Around six years later, around year 8 AH, Abulas was leading a trade caravan and was attacked by a small group of Muslims.  They captured the caravan, but he escaped.  The closest place for him to go was Medinah, so he went to Medinah and asked for Zeinab’s house, and asked her to protect him.  She took him in, stood on her roof, and pronounced “I am Zeinab bint Muhammad, and I give my protection to Abulas Ibn Rabiyya.”  The Prophet heard her while he was praying in the mosque, and he asked the people “Have you heard what I just heard?”  He said, “I didn’t know anything about this until now.”  He went to Zeinab and said, “Take care of him, but don’t let him come close to you physically, because you are no longer legally married.”  By this time, the Muslims were forbidden from marrying the non-Muslims. 

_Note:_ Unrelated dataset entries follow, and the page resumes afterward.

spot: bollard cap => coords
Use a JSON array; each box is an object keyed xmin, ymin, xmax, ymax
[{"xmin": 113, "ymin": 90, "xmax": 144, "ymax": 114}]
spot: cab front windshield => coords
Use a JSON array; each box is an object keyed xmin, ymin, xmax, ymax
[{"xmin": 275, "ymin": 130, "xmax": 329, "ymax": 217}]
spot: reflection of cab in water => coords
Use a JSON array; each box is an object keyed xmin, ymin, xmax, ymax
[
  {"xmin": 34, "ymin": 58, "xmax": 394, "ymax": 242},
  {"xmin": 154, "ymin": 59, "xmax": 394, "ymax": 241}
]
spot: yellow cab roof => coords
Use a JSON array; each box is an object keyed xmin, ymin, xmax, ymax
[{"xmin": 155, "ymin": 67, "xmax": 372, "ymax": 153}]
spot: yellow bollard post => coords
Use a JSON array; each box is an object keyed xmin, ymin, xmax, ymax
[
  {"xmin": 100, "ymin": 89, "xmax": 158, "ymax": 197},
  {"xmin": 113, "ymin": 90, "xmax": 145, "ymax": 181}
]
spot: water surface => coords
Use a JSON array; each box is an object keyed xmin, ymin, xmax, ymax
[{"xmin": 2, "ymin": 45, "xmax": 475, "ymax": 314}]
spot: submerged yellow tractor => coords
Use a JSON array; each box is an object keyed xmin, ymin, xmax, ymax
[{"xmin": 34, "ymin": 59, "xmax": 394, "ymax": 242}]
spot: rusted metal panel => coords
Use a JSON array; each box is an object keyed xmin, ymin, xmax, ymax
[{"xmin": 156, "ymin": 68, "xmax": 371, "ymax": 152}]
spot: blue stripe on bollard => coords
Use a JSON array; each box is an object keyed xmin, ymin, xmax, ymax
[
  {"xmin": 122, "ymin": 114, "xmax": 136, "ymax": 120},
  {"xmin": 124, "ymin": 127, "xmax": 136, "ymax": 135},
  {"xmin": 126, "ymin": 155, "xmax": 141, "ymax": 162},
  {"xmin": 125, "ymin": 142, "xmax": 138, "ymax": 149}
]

Then the prophet gathered the Muslims and told them that Abulas Ibn Rabiyya was under his daughter’s protection, and suggested that they give him back the money that they had taken from the caravan (which was Quraysh’s money).  They got all the bounty and gave it back to him.  They released him and he went back to Mecca.  He gave everyone in Mecca their money back, and asked them to confirm that they had all received their money.   After they said yes, he said the Shehada and converted to Islam.  He then went back to Medinah, for the third time, and he and Zeinab remarried.  They lived together in Medinah for a year.  They never had children, and Zeinab died a year later, at age 30. 

The story of Fatima, the Prophet’s youngest daughter, is for another time.  She spent more time at the Prophet’s side during the years of prophecy than any of the others.  Suffice it to say here that she was the only one of the Prophet’s daughters who had children, two sons, Hassan and Hussein (who were later martyred), and two daughters.  Fatima named her daughters after her sisters, Zeinab and Um Khulthum.  We can only imagine that had she had a third, she would have named her Ruqayyah..  The Prophet, by all accounts, loved his daughters, and they all loved him.  Yet because of his message they suffered so much, and he had to watch them suffer, and even die.  And all they had to sustain them was the wahy.  How great that power had to be – the power of the revelation – the power of their faith through such suffering.  It is an awesome thing for us to ponder today - to remember their stories, and to thank God for our families and our blessings, and to ask God to give us the strength of faith whenever we are suffering.